The hospital for exotic animals, in the County Business Park off Shrivenham Road, serves patients from as far afield as Wales, Norfolk, Scotland and Cornwall.

Vets all over the country refer to them for specialist knowledge, and people needing treatment for their exotic animals do not always have easy access to 24/7 vets with the necessary expertise.

GWE is also the contracted vet for a number of zoological collections and wildlife rescue organisations.

A bearded dragon is recovering from an operation to treat his eye, when we visit. He is recovering in a warm enclosure in the reptile room.

“They are one of the most commonly kept exotics, and eye issues are quite common,” Dr Dutton says.

We also meet a tiny dart frog. It turns out frogs often come in needing treatment for fractures, and to remove foreign bodies such as stones and marbles – which they sometimes eat by mistake.

GWE is also a specialist in avian medicine, offering residencies for vets wishing to gain specialist expertise when it comes to caring for birds.

Tom took up such a residency at GWE and is now an avian consultant, supervising the only UK-based European College of Zoological medicine avian residency programme. He also lectures internationally.

The team of four vets and five veterinary nurses are specialists in their field. The nurses all have post-graduate qualifications in caring for exotic animals.

Around 60 per cent of the animals they treat are birds, with a mix of small mammals and reptiles making up the rest. They have an avian ward, an isolation ward, one for raptors and carnivores (such as ferrets) and one for small mammals.

“Basically anything that wants to eat anything in the small mammal ward is kept separately,” Tom explains.

They even have skunks on their client list – which, perhaps surprisingly, are sometimes kept by Swindon residents as pets. Tom said it was against the law to remove their scent glands, so handling an anxious poorly skunk could result in staff being sprayed.

“Skunks do need space, but they are very trainable, intelligent animals,” he says.

The caseload for reptiles is increasing.

“Owners of reptiles are more aware of specialist vets’ and actually search them out. Also, reptile medicine is rapidly developing. There is more we can do and more we know, so there are increasingly complex treatments. They may also need longer periods in hospital for these treatments.”

As well as the popular bearded dragons, the vets see many tortoises, leopard geckos, monitors and various species of snake.
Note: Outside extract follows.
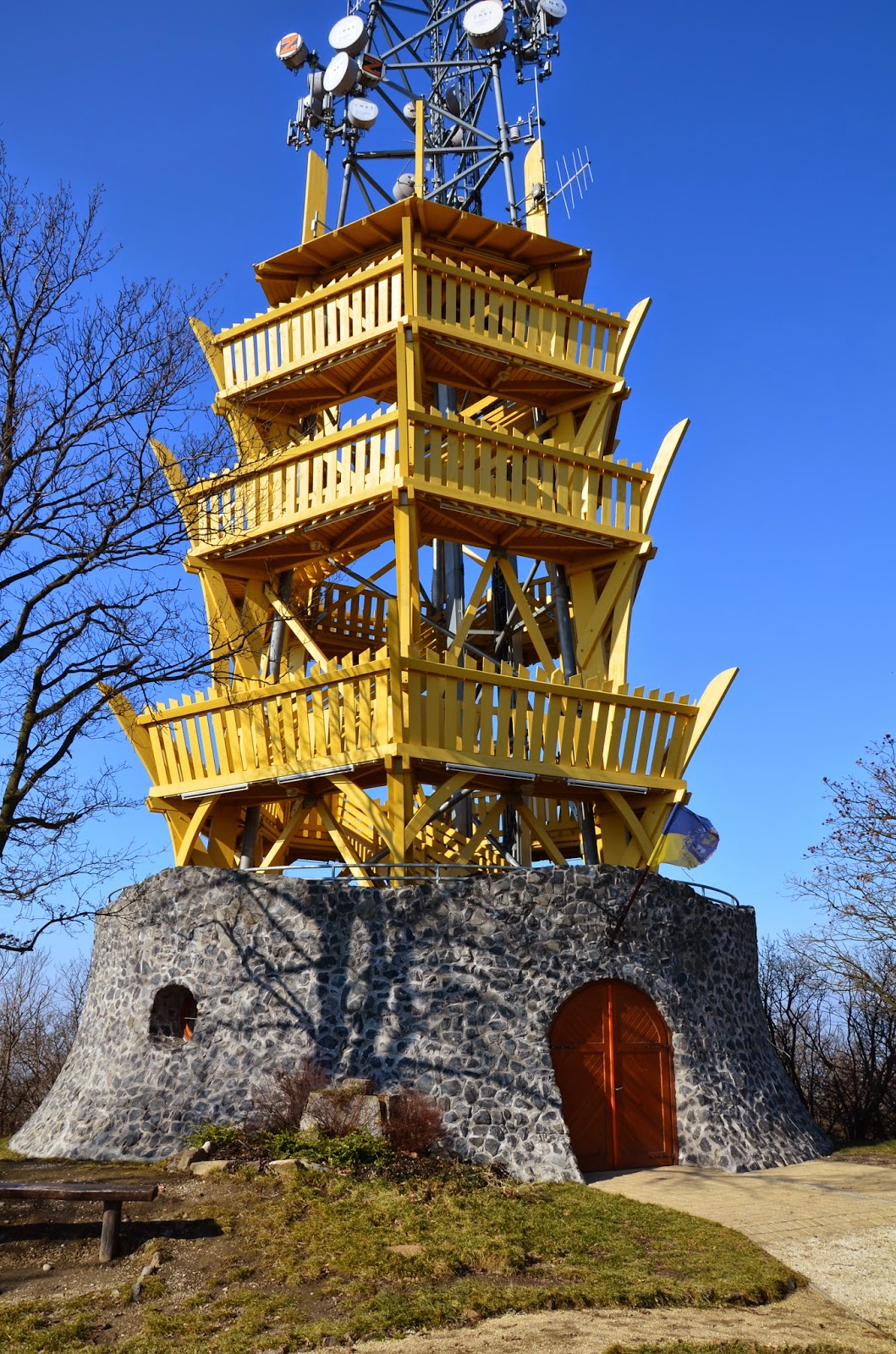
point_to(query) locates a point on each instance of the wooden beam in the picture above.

As tortoises are preparing for their winter hibernation, many are brought in for health checks.

Tom himself kept reptiles as a teenager and at university, and his colleague Dr Tariq Abou-Zahr is a keen herpetologist, who keeps a range of reptiles at home and is involved in conservation projects.

“We enjoy the variety of species coming through the door, the different medical problems and personalities.”

He confirms that reptiles do indeed have personalities.

“I know it is always tempting to anthropomorphise animals, but bearded dragons do seem to actively seek out interactions with people.”

He reckons bearded dragons, leopard geckos and corn snakes make the best reptile pets for novice owners.

“Their requirements are fairly easy to meet in captivity,” he said. “It’s difficult to say if they enjoy being handled, but some do seem to seek it. These species are relatively hardy, and have been kept and bred for the longest.

“If you are thinking of keeping a reptile, it is important to seek out advice before embarking. There are some good resources on reptile keeping. I would encourage people to think about it carefully. Reptiles are often long-lived, and they take time, and are a financial commitment. You have to make a significant outlay for the correct living environment.”